Tenchi Muyo! was one of the anime juggernauts of the 1990s, and the mania peaked in 1996 with the April release of the theatrical film Tenchi Muyo in Love. The time-traveling tale answered some lingering questions and provided dramatic closure for long-time fans while simultaneously being accessible to brand-new viewers. In an era before simulcasts were even considered possible, Pioneer saw to it that both the dub and sub premiered at Anime Expo within months of the film's Japanese theatrical release, and it was airing on the Sci-Fi Channel (as it was known then...) shortly thereafter. Tenchi, after all, was their otaku flagship for selling high-end home video formats! Perhaps you yourself own a copy of this film on the then-emerging “DVD” format, as packaged in a CD jewel case.
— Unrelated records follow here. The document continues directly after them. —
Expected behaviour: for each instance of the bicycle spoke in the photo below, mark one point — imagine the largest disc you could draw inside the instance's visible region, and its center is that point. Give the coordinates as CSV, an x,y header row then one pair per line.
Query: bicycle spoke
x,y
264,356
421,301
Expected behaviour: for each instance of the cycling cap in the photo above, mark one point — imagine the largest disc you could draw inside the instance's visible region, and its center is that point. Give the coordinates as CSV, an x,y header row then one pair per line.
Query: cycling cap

All the later spinoffs, needless sequels that can all be summarized by the phrase “Tenchi meets another girl” and American comic-book like multiple continuities may have turned fans away back then, but in hindsight the 1996 television series Magical Project S—which reimagined the cast in a comedic yet traditional magical girl setting—is arguably the one piece of the Tenchi Muyo! empire which holds up the best, twenty years later, now that wacky fantasy harem anime are a dime a dozen. Come to think of it, it's strange how Hiroshi Negishi—oh no, I've…I've done it. By saying his name, I've resurrected memories of THE TRUE 1990s, the Satoru Akahori / Hiroshi Negishi vortex that churned out so much once-popular anime which we as a collective online whole have decided to simply NEVER SPEAK OF AGAIN. Why, in 1996 alone they unleashed those borderline-porn Sorcerer Hunters OAV sequels, the underrated NG Vs Knight Lamune & 40 Fire TV series (which also got borderline-porn OAV sequels), Master of Mosquiton, and Saber Marionette J... which is about to be remade, since its premise is more relevant to society and otaku tastes than ever before...I'm afraid this article must end NOW, lest we all be consumed!

So much came out in 1996, there's a near 100% chance that I left off one of your favorites. So let's hear about it in the comments, even if it IS Those Who Hunt Elves, the late-night success of which opened the floodgates to the state of TV anime as we know it! I didn't even get to mention Black Jack: The Movie, Shinesman, the original Birdy the Mighty, Spring and Chaos, that weird and unnecessary Kimagure Orange Road sequel movie, You're Under Arrest, Gekiganger 3 (the true show; Martian Successor Nadesico was the fake parody, I tell you!)and on and on.